Ieri notte, dopo tre giorni di ostruzionismo nell’aula del Consiglio regionale da parte dei gruppi della sinistra (Prc, Sd, Verdi, PdCI), la maggioranza di centrodestra è riuscita ad approvare la legge regionale quadro sul “Governo della rete degli interventi e dei servizi alla persona in ambito sociale e sociosanitario”.
La logica di fondo di questa legge è quella ormai abituale nella Lombardia di Formigoni, cioè la piena equiparazione tra pubblico e privato. E come già accade in molteplici settori, a partire dalla sanità, la tanto invocata “libertà di scelta” si traduce nei fatti nella libertà di scegliere il privato, che gode di ampi sostegni e finanziamenti pubblici ed è sottoposto a pochissimi controlli e verifiche.
Ma, visti i tempi che corrono, l’aderente numero 1 al Comitato lombardo per la moratoria sull’aborto, cioè Roberto Formigoni, non ha voluto perdere nemmeno questa volta l’occasione per attaccare la 194 e il diritto e la libertà delle donne di autodeterminarsi. E così, ha fatto il suo ingresso nella legge l’edificante principio secondo il quale i servizi sociali e sociosanitari lombardi sono finalizzati anche alla tutela della vita sin dal suo concepimento.
È significativo, peraltro, che in tutti questi giorni di battaglia politica la maggioranza si sia mostrata disponibile a trattare delle modifiche, seppure limitate, su quasi tutti gli articoli della legge, tranne su quello del concepimento.

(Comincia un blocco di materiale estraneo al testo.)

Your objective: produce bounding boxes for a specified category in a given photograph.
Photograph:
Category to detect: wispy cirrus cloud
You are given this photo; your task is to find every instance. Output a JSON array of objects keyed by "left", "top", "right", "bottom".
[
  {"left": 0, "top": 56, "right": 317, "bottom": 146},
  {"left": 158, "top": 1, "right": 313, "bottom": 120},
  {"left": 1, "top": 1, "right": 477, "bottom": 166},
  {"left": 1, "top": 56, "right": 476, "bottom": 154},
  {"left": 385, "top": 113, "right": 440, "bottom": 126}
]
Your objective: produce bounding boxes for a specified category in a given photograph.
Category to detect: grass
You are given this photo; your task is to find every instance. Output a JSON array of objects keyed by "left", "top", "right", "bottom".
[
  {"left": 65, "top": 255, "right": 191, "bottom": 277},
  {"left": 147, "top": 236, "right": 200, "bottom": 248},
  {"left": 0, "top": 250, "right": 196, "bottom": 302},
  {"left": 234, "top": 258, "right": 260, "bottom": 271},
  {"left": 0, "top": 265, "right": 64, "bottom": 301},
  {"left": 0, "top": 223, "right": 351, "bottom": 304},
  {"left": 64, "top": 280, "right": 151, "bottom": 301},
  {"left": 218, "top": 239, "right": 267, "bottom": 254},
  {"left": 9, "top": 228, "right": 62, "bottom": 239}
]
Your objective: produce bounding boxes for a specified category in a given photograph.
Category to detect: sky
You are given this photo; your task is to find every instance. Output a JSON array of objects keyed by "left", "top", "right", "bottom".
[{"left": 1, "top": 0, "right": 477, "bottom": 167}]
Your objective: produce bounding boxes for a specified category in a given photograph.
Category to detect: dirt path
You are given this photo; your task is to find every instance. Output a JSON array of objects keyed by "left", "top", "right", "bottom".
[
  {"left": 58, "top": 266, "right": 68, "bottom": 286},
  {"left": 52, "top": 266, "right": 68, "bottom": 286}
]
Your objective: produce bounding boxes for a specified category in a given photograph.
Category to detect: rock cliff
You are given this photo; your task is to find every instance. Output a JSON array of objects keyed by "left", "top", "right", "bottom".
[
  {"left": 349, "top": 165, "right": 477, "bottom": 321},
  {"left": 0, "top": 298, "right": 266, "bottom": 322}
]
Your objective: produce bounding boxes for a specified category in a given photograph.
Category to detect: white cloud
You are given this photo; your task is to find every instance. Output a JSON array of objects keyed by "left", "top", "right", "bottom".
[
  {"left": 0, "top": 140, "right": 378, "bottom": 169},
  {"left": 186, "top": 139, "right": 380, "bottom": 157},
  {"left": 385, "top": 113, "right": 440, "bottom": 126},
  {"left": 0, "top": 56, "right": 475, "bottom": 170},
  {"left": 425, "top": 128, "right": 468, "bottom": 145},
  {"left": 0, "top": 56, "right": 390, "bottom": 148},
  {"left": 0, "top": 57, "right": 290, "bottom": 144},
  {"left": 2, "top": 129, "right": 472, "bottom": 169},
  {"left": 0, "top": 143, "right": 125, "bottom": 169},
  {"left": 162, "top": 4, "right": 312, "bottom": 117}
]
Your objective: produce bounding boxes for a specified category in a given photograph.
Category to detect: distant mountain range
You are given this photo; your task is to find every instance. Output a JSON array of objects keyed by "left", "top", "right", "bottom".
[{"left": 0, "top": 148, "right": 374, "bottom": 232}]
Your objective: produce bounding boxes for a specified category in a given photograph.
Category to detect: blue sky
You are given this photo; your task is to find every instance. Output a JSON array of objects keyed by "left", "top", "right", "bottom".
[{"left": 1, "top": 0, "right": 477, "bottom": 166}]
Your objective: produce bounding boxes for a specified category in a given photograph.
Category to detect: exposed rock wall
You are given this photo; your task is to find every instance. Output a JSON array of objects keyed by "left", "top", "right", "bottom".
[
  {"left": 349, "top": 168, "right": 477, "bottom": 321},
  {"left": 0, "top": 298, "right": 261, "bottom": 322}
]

Certo, si tratta soprattutto di propaganda e ideologia, ma sarebbe sbagliato pensare che questa ennesima porcata formigoniana non possa avere anche qualche conseguenza concreta. Essa legittima, infatti, tutte quelle azioni e pressioni da parte di soggetti, anzitutto privati, tese ad imporre alle donne la loro visione del mondo. E che tutto questo venga permesso, se non incentivato, in un servizio pubblico rivolto alle persone più deboli è di uno squallore umano e politico davvero sconcertante.